Once the patient develops PVT, one of two pathways will occur 1) the thrombus spontaneously resolves resulting in the alleviation of symptoms or 2) collateral vessels form which causes relief of symptoms. If the latter occurs, the clinical picture becomes distorted and the diagnosis is therefore frequently missed. Eventually patients with collateral vasculature develop portal hypertension.
In patients with chronic PVT, one of the most common findings on physical exam is splenomegaly, which is observed in 75% to 100% of patients. Hepatomegaly may also be seen while ascites is not common.
Patients with preexisting liver disease will exhibit certain clinical signs. The stigmata of chronic liver disease includes spider angiomata, palmar erythema, and caput medusa. The latter is a strong indication of portal hypertension. It occurs due to restructuring of the umbilical vein with collateral vessels . Note that liver disease is associated with other signs and symptoms as well.
A thorough history and assessment of underlying diseases and conditions should be obtained. Also a detailed physical exam is pertinent as it will yield clues regarding chronic liver diseases. PVT should be suspected in patients with portal hypertension or any of the risk factors discussed previously.
Laboratory testing includes liver functions tests (LFTs) and any other pertinent studies relevant to the clinical picture. If no liver cirrhosis or malignancy is present, LFTs are mildly elevated. Additionally, studies for coagulation disorders may be warranted if no etiology is determined.
Doppler ultrasonography is the imaging of choice. Its sensitivity and specificity for PVT range from 60% to 100% . This mode of imaging can identify the thrombus, which displays as a solid, hyperechoic lesion in the portal vein.
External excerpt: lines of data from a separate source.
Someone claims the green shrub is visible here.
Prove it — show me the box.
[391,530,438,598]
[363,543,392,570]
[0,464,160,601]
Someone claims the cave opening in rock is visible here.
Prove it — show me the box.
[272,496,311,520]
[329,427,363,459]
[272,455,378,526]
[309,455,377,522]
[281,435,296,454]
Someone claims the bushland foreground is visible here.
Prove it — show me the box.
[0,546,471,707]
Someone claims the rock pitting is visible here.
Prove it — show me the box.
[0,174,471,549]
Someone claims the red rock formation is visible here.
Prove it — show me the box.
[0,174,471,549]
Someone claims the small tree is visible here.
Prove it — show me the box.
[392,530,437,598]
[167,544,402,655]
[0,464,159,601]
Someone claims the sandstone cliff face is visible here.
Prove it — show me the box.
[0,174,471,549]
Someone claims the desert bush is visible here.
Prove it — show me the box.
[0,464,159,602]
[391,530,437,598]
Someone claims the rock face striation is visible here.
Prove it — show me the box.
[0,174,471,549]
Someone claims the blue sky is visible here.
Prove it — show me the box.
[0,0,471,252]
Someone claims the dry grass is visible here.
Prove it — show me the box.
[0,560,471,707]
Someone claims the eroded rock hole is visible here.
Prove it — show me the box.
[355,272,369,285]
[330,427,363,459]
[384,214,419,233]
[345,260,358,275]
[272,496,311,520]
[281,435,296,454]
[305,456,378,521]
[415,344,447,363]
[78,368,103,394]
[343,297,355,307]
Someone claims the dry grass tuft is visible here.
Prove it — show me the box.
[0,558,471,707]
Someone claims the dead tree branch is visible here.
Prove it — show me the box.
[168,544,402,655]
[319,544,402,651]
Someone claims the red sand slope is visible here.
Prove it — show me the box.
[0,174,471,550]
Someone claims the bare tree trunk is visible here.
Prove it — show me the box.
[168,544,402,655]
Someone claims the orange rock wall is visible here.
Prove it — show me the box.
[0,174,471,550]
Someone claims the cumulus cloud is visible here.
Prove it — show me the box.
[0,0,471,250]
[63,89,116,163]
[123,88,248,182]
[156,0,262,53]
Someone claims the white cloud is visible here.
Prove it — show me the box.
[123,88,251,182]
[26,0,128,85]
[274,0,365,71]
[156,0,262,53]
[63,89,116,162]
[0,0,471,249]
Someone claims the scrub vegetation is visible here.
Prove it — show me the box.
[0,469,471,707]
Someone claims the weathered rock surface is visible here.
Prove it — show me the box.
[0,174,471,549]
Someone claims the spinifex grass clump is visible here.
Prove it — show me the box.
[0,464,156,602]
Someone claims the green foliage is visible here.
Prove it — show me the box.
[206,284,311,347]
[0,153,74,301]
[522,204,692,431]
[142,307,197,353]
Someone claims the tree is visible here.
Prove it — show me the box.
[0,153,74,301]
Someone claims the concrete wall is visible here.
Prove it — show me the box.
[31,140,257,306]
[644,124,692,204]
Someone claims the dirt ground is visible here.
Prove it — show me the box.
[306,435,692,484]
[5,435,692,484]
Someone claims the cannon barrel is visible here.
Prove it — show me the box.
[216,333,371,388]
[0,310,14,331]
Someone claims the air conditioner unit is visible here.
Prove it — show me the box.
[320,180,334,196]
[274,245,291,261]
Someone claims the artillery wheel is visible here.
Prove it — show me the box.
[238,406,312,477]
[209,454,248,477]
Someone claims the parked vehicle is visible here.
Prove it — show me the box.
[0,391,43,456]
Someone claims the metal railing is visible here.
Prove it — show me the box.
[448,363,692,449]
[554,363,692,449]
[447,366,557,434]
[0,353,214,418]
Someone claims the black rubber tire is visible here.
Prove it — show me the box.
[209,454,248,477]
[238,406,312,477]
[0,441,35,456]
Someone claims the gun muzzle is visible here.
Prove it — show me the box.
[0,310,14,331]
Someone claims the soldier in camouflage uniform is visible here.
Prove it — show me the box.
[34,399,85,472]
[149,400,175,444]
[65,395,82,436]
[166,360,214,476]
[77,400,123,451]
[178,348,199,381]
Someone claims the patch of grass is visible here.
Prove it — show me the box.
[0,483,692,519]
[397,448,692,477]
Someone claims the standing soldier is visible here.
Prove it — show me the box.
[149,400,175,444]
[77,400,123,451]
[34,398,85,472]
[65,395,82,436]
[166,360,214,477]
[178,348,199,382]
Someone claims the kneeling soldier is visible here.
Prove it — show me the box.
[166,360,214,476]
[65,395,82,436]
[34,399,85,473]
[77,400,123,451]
It also detects collateral vessels in addition to cavernomatous transformation . Furthermore, ultrasonography will demonstrate the absence blood flow. Endoscopic use of ultrasound (EUS) for PVT exhibits sensitivity and specificity of 81% and 93%, respectively .
MRI is helpful in cases with hepatic malignancies for evaluation of liver parenchyma. Additionally, this measures portal and hepatic blood flow to aid in surgical planning. CT with contrast displays the thrombus as a nonenhanced lesion in the lumen. This is beneficial in evaluating possible causes or complications such as ischemic bowel . Angiography is commonly used in surgical planning prior to liver transplantation or a shunting procedure.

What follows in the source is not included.